Hiduplah selalu di jantung negara

Riuh itu datang dari puluhan pasang tepukan tangan siswa yang menyaksikan. Ekstrakurikuler berbahasa sepertinya tengah ramai menyita banyak perhatian. Walau Lintang harus mengakui kalau hatinya sempat tertegun kagum, tapi perasaan itu tiba-tiba hilang begitu tahu siapa orang yang berpuisi itu hingga terdengar berdentum.

Duh Bagos Kalantara.

Nama yang seperti ingin Lintang hapus dari kepala.

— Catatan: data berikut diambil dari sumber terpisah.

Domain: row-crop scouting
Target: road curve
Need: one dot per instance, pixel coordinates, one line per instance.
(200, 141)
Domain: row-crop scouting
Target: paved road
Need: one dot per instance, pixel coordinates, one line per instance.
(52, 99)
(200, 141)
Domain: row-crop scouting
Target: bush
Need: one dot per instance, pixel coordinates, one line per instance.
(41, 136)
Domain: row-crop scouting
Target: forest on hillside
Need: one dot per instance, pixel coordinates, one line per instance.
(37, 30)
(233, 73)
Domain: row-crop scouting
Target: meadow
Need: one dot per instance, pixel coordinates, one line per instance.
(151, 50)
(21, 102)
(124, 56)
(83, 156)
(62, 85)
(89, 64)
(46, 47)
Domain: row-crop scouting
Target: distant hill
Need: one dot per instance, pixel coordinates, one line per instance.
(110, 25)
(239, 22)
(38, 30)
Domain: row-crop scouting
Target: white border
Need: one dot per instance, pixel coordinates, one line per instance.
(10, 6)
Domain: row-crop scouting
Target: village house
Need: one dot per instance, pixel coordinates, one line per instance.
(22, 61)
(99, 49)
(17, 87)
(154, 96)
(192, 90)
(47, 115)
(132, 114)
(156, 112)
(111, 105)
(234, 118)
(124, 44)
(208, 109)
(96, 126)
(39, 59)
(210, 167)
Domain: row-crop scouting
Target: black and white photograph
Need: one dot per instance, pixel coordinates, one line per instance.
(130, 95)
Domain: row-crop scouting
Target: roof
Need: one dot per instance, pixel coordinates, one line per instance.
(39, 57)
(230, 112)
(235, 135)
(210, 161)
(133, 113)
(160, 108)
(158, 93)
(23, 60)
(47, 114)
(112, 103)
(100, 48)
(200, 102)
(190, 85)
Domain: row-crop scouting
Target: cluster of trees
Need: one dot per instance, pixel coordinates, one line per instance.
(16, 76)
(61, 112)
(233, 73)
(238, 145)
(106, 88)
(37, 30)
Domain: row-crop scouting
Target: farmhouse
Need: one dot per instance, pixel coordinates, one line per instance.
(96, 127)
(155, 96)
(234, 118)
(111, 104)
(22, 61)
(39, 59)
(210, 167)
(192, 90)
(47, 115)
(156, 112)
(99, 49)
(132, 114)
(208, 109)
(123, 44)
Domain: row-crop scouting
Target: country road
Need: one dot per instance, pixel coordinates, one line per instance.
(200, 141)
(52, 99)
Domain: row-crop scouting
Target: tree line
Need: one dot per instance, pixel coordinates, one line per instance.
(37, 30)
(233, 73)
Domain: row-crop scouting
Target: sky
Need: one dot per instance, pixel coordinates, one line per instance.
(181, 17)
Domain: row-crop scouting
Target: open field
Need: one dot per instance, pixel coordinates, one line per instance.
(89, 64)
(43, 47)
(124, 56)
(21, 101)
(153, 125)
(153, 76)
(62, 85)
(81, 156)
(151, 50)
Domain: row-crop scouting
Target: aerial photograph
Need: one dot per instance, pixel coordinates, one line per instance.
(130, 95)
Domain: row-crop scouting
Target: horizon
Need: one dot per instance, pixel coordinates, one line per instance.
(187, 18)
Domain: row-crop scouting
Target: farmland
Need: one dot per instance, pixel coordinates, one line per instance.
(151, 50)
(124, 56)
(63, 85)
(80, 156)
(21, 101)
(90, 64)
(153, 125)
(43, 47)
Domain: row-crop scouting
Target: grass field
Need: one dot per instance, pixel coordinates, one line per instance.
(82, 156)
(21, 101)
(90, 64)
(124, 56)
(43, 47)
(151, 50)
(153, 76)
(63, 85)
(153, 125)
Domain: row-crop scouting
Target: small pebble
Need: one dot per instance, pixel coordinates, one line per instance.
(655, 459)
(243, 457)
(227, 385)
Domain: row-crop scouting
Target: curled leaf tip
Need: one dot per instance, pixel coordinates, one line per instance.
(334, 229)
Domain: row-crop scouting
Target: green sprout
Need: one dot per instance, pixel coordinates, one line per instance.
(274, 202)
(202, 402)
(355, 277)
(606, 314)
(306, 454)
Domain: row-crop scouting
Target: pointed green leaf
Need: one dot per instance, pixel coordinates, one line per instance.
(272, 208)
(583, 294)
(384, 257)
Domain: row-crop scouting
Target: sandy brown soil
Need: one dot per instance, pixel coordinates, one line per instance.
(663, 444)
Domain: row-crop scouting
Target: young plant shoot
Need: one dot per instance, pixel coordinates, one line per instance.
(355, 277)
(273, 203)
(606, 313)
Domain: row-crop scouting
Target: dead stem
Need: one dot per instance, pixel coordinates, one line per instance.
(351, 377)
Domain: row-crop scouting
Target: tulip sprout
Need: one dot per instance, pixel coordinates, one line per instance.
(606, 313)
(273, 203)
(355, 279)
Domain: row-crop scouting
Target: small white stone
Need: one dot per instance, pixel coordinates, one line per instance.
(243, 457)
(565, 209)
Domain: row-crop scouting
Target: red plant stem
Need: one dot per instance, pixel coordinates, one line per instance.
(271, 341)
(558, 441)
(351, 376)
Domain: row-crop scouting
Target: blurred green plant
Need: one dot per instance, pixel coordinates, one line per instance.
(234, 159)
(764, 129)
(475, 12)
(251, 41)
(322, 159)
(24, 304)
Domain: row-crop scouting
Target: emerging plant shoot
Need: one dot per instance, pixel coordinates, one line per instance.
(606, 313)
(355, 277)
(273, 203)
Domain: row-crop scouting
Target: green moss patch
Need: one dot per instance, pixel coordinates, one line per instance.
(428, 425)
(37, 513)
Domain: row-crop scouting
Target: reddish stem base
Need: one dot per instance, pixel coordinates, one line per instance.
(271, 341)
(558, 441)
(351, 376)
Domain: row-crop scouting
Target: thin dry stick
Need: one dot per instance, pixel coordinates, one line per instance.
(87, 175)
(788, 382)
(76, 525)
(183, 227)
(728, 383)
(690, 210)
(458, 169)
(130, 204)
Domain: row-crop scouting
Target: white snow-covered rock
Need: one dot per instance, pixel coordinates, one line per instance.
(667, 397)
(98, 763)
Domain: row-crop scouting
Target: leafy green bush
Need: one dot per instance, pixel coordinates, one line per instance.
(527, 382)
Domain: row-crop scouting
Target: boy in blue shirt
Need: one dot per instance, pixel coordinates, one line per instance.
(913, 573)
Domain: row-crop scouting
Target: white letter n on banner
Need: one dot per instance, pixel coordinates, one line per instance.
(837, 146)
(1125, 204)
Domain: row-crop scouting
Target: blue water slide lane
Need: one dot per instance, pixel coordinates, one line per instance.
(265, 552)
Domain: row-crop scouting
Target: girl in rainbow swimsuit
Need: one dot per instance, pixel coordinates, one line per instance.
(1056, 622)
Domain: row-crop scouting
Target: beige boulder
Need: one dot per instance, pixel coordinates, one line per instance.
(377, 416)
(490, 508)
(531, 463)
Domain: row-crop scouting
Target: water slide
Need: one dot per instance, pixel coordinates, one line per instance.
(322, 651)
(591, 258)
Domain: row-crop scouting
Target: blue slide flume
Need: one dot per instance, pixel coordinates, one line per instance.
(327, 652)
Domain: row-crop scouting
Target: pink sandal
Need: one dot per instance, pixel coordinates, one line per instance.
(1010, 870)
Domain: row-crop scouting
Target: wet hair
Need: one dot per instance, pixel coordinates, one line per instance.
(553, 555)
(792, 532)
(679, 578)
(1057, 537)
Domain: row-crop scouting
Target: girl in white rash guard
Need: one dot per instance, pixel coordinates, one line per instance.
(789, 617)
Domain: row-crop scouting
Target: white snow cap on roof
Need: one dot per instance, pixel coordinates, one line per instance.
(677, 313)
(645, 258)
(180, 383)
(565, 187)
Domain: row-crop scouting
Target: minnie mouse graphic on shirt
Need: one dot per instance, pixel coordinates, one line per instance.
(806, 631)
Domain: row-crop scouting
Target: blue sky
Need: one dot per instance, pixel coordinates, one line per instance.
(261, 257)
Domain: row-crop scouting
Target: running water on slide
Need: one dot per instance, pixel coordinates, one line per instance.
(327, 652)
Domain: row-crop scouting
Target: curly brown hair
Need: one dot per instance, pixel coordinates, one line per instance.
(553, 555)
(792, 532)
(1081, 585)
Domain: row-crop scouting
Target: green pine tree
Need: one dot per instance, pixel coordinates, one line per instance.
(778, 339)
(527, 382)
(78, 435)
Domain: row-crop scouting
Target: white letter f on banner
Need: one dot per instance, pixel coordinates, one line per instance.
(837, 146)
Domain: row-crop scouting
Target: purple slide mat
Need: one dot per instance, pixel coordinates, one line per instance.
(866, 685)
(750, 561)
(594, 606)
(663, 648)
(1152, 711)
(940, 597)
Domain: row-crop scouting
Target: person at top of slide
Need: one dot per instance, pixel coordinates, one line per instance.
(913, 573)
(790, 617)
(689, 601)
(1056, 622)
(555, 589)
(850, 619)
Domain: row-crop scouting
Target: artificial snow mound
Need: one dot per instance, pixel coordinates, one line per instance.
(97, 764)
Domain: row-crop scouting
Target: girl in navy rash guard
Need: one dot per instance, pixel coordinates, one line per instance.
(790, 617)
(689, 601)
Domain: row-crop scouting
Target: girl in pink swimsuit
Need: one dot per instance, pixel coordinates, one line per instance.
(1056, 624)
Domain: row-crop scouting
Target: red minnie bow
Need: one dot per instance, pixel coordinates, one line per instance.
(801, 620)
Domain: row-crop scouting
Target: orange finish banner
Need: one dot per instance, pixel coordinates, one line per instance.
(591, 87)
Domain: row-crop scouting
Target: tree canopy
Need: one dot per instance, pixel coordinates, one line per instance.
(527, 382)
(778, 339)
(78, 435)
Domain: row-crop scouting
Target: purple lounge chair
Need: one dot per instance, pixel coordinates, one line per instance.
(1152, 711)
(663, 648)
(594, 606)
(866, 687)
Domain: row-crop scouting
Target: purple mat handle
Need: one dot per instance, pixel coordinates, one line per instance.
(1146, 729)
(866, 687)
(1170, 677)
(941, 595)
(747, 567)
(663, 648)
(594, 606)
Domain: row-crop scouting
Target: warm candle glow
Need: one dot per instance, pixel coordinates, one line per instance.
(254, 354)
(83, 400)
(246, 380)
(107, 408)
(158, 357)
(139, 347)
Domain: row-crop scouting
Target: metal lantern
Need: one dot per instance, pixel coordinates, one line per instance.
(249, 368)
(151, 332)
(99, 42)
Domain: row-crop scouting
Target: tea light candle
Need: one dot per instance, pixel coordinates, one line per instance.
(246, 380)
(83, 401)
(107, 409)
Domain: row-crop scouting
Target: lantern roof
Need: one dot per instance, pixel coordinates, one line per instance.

Tak ingin membuang waktu lebih lama, segera gadis Pawening yang duduk di bangku kelas sebelas itu ayunkan kembali tungkainya. Lorong dinding dengan rona putih gading dan sentuhan bangunan lama dari zaman kolonial Belanda, sudah melekat menjadi bagian dari cerita anak-anak SMA Navagraha Djogjakarta, atau masyarakat lebih sering mengenalnya dengan SMA Nagara.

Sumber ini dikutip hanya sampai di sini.